3. MishMash = DATEDIFF(DAY, CONVERT(datetime, 0), CONVERT(datetime2(3), v.dt))
Finally, we have DATEDIFF supplied with a datetime and the result of converting the varchar strings to datetime2(3) (with a default style).
The execution plan shows the explicit cast to datetime constant-folded to datetimeoffset(3) and displayed with the expected three decimals and a timezone offset. Your varchar strings are first explicitly cast to datetime2(3) as requested by the code, then implicitly converted to datettimeoffset(3):
Expr1007 = datediff(day,'1900-01-01 00:00:00.000 +00:00', CONVERT_IMPLICIT(datetimeoffset(3),CONVERT(datetime2(3),[Union1004],0),0))

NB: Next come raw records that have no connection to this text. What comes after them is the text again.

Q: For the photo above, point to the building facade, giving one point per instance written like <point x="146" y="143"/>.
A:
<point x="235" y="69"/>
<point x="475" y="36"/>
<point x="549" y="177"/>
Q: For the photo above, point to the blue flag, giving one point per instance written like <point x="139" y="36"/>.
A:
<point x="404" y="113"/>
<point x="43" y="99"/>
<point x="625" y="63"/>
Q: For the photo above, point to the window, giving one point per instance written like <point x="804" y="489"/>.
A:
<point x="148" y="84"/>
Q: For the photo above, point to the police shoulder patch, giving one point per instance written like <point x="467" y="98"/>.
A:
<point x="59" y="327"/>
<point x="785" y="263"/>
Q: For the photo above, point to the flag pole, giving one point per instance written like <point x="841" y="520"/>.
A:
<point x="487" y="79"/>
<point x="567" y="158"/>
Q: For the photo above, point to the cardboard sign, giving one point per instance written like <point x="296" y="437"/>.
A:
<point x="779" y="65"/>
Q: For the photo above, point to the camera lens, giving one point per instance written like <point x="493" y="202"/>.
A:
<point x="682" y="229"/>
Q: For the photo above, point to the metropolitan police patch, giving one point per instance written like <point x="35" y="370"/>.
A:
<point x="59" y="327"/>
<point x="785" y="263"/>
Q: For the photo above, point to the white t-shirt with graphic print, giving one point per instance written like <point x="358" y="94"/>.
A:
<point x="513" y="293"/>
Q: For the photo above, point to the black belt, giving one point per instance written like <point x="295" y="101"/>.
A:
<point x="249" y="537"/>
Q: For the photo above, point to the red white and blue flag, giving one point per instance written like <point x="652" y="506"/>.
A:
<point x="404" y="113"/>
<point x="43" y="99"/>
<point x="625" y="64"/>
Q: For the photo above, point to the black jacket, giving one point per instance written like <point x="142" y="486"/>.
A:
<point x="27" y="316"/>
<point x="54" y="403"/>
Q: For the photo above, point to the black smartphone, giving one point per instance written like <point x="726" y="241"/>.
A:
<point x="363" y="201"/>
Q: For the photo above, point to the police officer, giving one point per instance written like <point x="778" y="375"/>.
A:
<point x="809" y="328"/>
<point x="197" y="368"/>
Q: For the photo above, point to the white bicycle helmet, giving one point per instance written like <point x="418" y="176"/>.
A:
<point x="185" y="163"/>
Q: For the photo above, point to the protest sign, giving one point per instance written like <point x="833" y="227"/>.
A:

That's probably not what was intended.
Being explicit
You didn't say what the data type of the source values was, but bearing in mind DATEDIFF uses datetimeoffset internally for most calculations we might as well choose that:
SELECT V.dt, Typed = DATEDIFF ( DAY, -- Explicit type CONVERT(datetimeoffset(3), '1900-01-01T00:00:00.000Z', 127), V.dt ) FROM ( VALUES -- Explicit types (CONVERT(datetimeoffset(3), '2024-08-17T23:59:59.997Z', 127)), (CONVERT(datetimeoffset(3), '2024-08-17T23:59:59.998Z', 127)), (CONVERT(datetimeoffset(3), '2024-08-17T23:59:59.999Z', 127)), (CONVERT(datetimeoffset(3), '2024-08-18T00:00:00.000Z', 127)) ) AS V (dt);
Results:
| dt | Typed |
| 2024-08-17 23:59:59.997 +00:00 | 45519 |
| 2024-08-17 23:59:59.998 +00:00 | 45519 |
| 2024-08-17 23:59:59.999 +00:00 | 45519 |
| 2024-08-18 00:00:00.000 +00:00 | 45520 |
The execution plan shows:
[Expr1005] = datediff(day,'1900-01-01 00:00:00.000 +00:00',[Union1004])
It's not as easy to see, but the [Union1004] values also have the correct type:
('2024-08-17 23:59:59.997 +00:00'), ('2024-08-17 23:59:59.998 +00:00'), ('2024-08-17 23:59:59.999 +00:00'), ('2024-08-18 00:00:00.000 +00:00')
You could choose datetime2(3) or whatever to match the source data type exactly, but there would then be an implicit conversion to datetimeoffset in the plan because that's what DATEDIFF uses internally in that case.
Advice
Choose an appropriate deterministic style for string date/time conversions, prefer CONVERT over CAST (which doesn't accept a style), and be explicit about your data types if you don't like confusing results and hard-to-debug situations in general.